PHOTO: Pandora Papers

Australians trying to crack into the property market are facing the extra hurdle of competing against mystery foreign investors, according to corporate transparency experts and the federal opposition.

Almost 12 million leaked documents — known as the Pandora Papers — have shed light on how complicated, offshore business structures are being used in Australia to shroud corporate ownership in secrecy.

“It’s actually impacting on everyday Australians,” Transparency International Australia chief executive Serena Lillywhite told the ABC.

“You need to provide more proof of identity to get a library card or pick up a parcel from the post office than what you need to register a company in Australia.”
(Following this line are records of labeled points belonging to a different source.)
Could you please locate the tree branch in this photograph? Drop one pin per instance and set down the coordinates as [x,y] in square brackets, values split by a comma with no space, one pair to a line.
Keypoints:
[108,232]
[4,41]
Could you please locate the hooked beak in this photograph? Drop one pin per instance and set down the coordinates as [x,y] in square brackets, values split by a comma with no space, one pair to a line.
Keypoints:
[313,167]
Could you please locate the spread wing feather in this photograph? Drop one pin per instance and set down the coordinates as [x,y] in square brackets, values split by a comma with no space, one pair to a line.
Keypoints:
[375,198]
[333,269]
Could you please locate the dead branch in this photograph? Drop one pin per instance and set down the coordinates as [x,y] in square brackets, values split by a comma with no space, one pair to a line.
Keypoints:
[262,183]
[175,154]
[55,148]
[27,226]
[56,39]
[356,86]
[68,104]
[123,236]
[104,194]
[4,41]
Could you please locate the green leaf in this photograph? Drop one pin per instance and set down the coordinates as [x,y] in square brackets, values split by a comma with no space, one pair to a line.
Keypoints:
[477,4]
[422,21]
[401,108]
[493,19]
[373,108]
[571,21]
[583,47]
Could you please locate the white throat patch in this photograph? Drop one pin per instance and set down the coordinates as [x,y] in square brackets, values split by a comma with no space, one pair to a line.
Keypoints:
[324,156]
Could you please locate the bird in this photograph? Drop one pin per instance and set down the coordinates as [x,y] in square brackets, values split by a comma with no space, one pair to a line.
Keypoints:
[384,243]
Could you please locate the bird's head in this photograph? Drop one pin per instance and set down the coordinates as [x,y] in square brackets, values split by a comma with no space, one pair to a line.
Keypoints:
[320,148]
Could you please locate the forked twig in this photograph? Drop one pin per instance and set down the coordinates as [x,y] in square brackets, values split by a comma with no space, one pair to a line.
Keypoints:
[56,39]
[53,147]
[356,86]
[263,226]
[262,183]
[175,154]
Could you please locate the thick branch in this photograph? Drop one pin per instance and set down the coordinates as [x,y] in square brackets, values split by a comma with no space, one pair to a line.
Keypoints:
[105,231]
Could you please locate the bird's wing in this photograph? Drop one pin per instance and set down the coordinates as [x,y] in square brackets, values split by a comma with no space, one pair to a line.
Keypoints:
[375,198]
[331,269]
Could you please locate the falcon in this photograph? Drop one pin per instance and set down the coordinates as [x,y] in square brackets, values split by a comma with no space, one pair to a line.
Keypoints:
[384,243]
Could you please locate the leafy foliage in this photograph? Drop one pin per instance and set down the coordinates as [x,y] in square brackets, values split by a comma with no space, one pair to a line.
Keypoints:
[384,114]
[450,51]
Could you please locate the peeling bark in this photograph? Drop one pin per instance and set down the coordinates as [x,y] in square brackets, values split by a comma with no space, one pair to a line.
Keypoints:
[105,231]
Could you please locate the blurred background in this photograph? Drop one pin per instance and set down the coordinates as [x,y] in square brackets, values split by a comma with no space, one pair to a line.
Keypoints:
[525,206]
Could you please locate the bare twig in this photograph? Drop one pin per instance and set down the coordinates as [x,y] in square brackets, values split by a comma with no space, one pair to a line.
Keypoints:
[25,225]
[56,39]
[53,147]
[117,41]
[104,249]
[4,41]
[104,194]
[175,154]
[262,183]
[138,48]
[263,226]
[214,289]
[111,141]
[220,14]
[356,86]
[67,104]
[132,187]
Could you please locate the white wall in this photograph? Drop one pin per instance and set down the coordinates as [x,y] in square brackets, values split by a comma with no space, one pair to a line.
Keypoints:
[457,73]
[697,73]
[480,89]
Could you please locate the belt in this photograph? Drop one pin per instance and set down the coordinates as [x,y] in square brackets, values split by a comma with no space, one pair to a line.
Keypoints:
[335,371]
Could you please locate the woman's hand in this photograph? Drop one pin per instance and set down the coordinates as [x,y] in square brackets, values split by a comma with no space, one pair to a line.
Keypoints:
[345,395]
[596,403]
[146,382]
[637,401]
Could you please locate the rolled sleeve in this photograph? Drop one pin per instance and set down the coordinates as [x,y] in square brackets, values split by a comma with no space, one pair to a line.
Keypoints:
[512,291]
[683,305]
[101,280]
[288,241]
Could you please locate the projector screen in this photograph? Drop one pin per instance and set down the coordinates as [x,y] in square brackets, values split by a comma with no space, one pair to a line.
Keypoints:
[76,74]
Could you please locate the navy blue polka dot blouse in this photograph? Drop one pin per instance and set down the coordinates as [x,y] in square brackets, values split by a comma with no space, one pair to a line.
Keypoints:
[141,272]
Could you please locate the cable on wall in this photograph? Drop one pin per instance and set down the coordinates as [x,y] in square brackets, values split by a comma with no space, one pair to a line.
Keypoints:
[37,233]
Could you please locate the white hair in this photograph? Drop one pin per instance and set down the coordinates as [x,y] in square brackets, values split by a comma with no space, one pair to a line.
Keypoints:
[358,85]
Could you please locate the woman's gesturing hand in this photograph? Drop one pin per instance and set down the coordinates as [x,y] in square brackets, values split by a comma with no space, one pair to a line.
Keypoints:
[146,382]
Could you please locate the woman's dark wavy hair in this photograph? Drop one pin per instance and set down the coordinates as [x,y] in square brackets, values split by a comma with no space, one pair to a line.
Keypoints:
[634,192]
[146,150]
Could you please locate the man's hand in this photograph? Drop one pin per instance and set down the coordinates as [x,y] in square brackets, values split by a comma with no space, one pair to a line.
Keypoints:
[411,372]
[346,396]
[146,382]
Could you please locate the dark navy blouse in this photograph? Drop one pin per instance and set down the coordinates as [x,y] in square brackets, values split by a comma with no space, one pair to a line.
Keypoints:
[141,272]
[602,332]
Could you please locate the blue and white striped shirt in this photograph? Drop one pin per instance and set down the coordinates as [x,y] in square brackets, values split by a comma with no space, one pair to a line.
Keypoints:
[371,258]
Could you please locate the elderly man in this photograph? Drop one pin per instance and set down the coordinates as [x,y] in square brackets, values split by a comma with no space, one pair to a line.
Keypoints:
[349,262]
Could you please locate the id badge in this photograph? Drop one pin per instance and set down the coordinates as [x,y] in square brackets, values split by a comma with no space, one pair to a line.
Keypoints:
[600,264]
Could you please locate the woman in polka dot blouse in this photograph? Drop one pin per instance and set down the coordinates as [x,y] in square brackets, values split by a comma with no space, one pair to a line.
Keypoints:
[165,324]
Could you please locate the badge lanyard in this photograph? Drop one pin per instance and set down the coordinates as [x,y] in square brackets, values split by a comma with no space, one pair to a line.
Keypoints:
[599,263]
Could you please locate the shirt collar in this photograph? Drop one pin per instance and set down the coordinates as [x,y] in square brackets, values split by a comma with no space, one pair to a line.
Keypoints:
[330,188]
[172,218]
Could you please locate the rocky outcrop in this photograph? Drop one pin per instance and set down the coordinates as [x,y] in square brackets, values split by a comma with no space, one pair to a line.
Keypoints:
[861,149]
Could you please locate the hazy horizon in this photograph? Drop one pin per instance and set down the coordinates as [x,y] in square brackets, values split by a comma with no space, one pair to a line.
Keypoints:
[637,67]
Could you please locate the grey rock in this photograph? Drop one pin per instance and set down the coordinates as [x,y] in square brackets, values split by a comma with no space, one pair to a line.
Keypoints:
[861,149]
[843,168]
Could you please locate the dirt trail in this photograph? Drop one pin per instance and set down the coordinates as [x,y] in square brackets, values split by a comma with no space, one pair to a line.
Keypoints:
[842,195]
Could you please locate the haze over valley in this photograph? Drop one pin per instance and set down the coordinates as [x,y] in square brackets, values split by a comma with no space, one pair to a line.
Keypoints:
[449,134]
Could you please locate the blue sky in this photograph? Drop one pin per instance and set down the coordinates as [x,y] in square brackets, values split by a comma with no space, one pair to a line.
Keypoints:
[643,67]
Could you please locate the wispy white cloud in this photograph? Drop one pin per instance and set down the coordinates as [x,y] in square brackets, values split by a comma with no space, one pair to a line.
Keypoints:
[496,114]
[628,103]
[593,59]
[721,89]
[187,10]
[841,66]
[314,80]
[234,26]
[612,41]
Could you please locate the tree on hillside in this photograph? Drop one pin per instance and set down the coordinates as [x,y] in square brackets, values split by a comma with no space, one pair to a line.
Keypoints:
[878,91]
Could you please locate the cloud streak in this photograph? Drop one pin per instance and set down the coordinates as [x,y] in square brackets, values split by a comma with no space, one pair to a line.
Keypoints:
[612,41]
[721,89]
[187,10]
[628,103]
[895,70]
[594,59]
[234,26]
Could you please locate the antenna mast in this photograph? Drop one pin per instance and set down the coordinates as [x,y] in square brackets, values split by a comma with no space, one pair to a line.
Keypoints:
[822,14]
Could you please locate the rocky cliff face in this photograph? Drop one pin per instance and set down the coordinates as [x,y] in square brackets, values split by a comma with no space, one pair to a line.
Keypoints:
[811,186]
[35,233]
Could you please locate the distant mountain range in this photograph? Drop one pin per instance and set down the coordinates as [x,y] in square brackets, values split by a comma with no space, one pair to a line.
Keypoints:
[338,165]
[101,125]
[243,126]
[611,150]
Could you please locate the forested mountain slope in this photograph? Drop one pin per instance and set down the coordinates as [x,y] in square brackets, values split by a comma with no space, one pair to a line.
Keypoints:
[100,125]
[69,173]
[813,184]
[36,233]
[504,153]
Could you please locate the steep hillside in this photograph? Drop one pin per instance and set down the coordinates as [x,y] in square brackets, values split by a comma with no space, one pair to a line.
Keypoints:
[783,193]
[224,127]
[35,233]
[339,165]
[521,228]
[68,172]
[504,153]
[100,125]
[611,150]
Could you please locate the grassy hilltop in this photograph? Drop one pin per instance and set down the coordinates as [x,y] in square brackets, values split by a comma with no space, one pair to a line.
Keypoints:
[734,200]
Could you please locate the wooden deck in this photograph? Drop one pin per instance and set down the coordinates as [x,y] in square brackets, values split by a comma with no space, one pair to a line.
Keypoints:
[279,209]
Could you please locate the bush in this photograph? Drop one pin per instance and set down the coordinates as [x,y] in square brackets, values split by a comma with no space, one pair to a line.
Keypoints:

One transaction detailed in the Pandora Papers, obtained by the International Consortium of Investigative Journalists (ICIJ), is the 2015 sale of Sydney’s Hilton Hotel for $442 million.

Door to Sydney Hilton
The flagship Sydney Hilton hotel was bought by a company owned by billionaire Chinese steel magnate Du Shuanghua. (Four Corners: Nick Wiggins)

There are at least six layers of companies, funds and trusts registered in Singapore, the British Virgin Islands and the Cayman Islands sitting between the business listed as purchasing the hotel and the ultimate owner, billionaire Chinese steel magnate Du Shuanghua.

Mr Du told a Chinese court in 2010 that he had paid bribes to executives of mining giant Rio Tinto. However, he was never prosecuted.

The Pandora Papers also outline the purchase of swaths of agricultural land in northern Tasmania by two Australian companies, with money originally from a Canadian businessman.

Luxury apartments in Sydney were purchased by a company registered in Samoa, which is owned by a trust linked to Sri Lankan entrepreneur Thirukumar Nadesan. He is facing charges of misappropriating state funds, which he denies.

The Peak Apartments
The Peak apartments in Sydney’s CBD were bought by a company owned by a trust linked to Sri Lankan entrepreneur Thirukumar Nadesan. (Four Corners: Nick Wiggins)

Even though these are multimillion-dollar purchases — and well outside the reach of the average Australian — Ms Lillywhite argued it was indicative of a broader problem with Australia’s regulatory framework.